Incidentally, my mum did also die from cancer, a couple of months previous to me writing this. As I say, publishing my first children’s book was always going to be poignant. I didn’t realise quite how much, but that was 2020 for you.

I celebrated my 39th birthday last June by signing my first publishing contract, thus fulfilling a lifelong ambition. From there, these extraordinary times we continue to live in would make sure the sentiment behind my debut picture book grew ever more pertinent.

Mum lost a courageous, four-year fight with bile duct cancer in November which, until the pandemic, was never going to be cured, but was being managed. Her treatment was stopped amid Covid-19, the fall out chaotic. She spent her final year at home alone or in hospital with no visitors. We broke rules to be together. We fought collectively to bring her home, to stop her going back into hospital, to be with her when she left us, which tragically only one out of three of us siblings managed.

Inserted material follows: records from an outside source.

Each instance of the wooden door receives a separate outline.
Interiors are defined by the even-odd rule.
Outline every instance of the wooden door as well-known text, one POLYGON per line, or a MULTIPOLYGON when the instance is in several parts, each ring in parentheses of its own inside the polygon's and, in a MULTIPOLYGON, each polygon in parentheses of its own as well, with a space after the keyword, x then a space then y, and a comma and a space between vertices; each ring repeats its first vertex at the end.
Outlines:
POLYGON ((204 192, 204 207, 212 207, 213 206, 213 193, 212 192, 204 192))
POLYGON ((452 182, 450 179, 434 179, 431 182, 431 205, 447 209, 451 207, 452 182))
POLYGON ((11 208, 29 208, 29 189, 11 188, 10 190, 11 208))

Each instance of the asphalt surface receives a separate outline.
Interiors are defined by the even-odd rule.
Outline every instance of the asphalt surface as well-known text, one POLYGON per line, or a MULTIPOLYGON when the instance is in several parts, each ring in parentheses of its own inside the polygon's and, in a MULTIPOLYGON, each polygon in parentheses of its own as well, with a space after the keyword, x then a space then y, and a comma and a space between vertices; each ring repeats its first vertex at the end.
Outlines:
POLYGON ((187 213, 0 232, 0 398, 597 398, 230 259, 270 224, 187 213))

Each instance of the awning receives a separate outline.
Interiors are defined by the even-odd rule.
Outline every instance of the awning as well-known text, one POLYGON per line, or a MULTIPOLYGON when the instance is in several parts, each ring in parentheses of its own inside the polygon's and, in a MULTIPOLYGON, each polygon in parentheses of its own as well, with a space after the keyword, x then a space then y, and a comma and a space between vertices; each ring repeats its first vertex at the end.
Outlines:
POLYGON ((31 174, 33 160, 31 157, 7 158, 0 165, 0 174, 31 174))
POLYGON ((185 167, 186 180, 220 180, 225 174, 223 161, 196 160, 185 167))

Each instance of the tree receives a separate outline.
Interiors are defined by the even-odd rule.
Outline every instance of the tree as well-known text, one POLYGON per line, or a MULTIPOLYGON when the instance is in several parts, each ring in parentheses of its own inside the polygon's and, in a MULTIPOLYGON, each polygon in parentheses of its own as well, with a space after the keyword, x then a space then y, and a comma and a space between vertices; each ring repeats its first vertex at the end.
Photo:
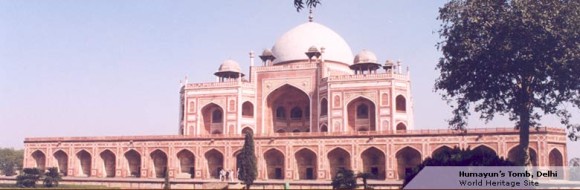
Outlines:
POLYGON ((6 176, 15 175, 15 168, 22 168, 23 156, 22 150, 0 148, 0 171, 6 176))
POLYGON ((256 162, 256 154, 254 153, 254 136, 252 133, 247 132, 244 139, 244 147, 242 148, 241 163, 240 163, 240 180, 244 181, 246 184, 246 189, 250 189, 250 186, 256 180, 258 176, 258 166, 256 162))
POLYGON ((42 177, 42 171, 38 168, 24 168, 23 173, 16 176, 16 186, 36 187, 36 182, 42 177))
POLYGON ((62 179, 60 173, 58 173, 58 168, 51 167, 48 168, 46 174, 44 174, 44 186, 45 187, 58 187, 58 182, 62 179))
POLYGON ((340 168, 330 184, 332 189, 355 189, 356 177, 352 170, 340 168))
POLYGON ((300 12, 306 5, 308 8, 316 8, 316 5, 320 4, 320 0, 294 0, 294 7, 296 11, 300 12))
POLYGON ((451 128, 465 130, 472 104, 486 122, 508 114, 519 129, 518 165, 529 163, 529 130, 543 115, 577 137, 566 107, 580 106, 580 1, 452 0, 438 19, 435 90, 456 104, 451 128))
POLYGON ((514 163, 500 158, 491 151, 479 151, 460 149, 443 150, 433 157, 426 158, 421 164, 413 168, 410 175, 405 177, 403 188, 421 171, 425 166, 514 166, 514 163))
POLYGON ((167 167, 165 167, 165 174, 164 174, 164 180, 163 180, 163 189, 171 189, 171 183, 169 182, 169 173, 167 172, 169 169, 167 169, 167 167))

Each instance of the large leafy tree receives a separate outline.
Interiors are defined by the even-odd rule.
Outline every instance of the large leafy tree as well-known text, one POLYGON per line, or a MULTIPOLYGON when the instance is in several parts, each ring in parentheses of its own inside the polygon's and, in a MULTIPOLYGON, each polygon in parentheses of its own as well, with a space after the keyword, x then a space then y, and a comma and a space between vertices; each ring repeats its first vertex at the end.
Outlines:
POLYGON ((240 154, 242 161, 240 162, 239 178, 246 184, 246 189, 250 189, 250 186, 258 176, 258 166, 254 149, 254 136, 251 132, 246 133, 244 147, 240 154))
POLYGON ((0 170, 6 176, 16 174, 15 168, 22 168, 24 152, 12 148, 0 148, 0 170))
POLYGON ((543 115, 558 116, 577 137, 567 107, 580 106, 580 1, 451 0, 438 19, 435 89, 452 103, 452 128, 465 129, 471 105, 485 121, 509 115, 519 129, 519 165, 543 115))

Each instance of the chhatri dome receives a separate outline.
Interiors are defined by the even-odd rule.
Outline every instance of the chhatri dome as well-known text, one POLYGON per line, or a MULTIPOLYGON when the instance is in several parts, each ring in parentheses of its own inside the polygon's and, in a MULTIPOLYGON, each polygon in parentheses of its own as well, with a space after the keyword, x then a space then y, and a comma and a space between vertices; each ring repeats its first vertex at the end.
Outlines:
POLYGON ((377 56, 372 51, 363 49, 354 57, 354 64, 374 63, 377 64, 377 56))
POLYGON ((240 64, 238 64, 238 62, 231 60, 231 59, 225 60, 220 65, 218 71, 215 73, 216 76, 222 76, 222 77, 231 76, 233 78, 237 78, 237 76, 239 76, 239 74, 244 76, 244 74, 242 73, 242 70, 240 69, 240 64))
POLYGON ((316 22, 298 25, 278 38, 272 47, 272 54, 276 57, 273 63, 307 60, 304 52, 312 46, 325 49, 322 54, 325 61, 352 63, 352 51, 346 41, 332 29, 316 22))

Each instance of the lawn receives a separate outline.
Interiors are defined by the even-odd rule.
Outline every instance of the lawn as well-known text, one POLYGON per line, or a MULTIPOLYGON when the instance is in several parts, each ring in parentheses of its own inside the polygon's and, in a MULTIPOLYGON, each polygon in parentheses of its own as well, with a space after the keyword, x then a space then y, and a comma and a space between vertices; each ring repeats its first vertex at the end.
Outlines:
MULTIPOLYGON (((0 184, 0 189, 17 189, 15 184, 0 184)), ((51 189, 46 188, 42 184, 36 184, 36 188, 38 189, 51 189)), ((120 189, 118 187, 107 187, 103 185, 76 185, 76 184, 61 184, 58 187, 53 187, 54 189, 120 189)), ((20 188, 18 188, 20 189, 20 188)), ((24 189, 24 188, 22 188, 24 189)), ((28 189, 28 188, 26 188, 28 189)))

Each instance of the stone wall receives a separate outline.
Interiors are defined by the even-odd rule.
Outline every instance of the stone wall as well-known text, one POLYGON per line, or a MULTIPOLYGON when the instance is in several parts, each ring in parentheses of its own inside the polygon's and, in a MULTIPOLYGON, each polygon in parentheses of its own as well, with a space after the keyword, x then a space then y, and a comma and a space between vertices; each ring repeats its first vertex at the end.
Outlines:
MULTIPOLYGON (((565 135, 563 129, 532 131, 530 148, 537 153, 538 165, 566 165, 565 135)), ((484 149, 510 158, 513 155, 509 151, 517 145, 518 138, 517 130, 507 128, 471 129, 466 133, 310 132, 256 135, 255 145, 259 179, 278 176, 285 180, 330 180, 333 171, 345 167, 377 172, 381 180, 388 181, 403 178, 406 168, 433 152, 454 146, 484 149), (309 152, 314 162, 300 161, 304 152, 309 152), (307 177, 307 173, 312 177, 307 177)), ((242 143, 243 136, 228 134, 27 138, 24 166, 59 167, 61 173, 75 177, 150 179, 169 175, 172 179, 207 180, 217 178, 216 173, 222 168, 235 171, 242 143), (182 168, 190 167, 183 163, 192 160, 189 165, 193 167, 182 168), (115 171, 114 175, 111 171, 115 171)))

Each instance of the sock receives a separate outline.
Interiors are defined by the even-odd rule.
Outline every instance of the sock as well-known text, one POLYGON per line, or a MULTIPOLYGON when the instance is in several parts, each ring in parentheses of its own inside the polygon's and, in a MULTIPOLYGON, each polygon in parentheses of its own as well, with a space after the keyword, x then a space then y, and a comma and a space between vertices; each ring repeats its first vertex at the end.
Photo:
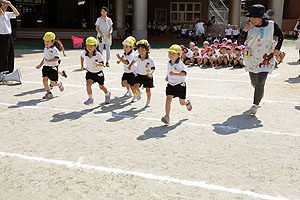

A matter of weeks later, my children’s 94-year-old paternal Great Grandmother also tested positive and then very sadly passed away too.

And how, then, do you explain the loss of people as familiar to your children as the blanket on their bed against an already ever-shifting bedrock of everyday life? I had the idea for Big Issues For Little People a few years back when my eldest daughter, now almost six, started asking questions about my dad and why he wasn’t here.

I wanted to create something which explained not only what it meant for Dad to die, but also how it felt for those of us left behind. I wanted to be up front about life’s most difficult subjects, and maybe in some way prepare them. Because, although it breaks my heart, I knew from experience that one day my girls would have to feel that magnitude of loss too.

I just maybe didn’t realise it would be so soon.

So here we are – I hope you like the site and that you can make good use of the resources on here with your own children if needs be. I hope you will share your stories of love and loss with me over time so that we can all feel better equipped in trying to be open and honest with our children for the sake of their own future selves.

I hope that Ivy And The Rock is the first of a number of books looking at life’s biggest issues in a child friendly way. I hope you are able to tell me about the kind of things you would like to be able to read about with your children yourselves.

And I hope you are still able to be hopeful, and happy even at times, regardless of the love and loss you will have undoubtedly experienced in your own lives too.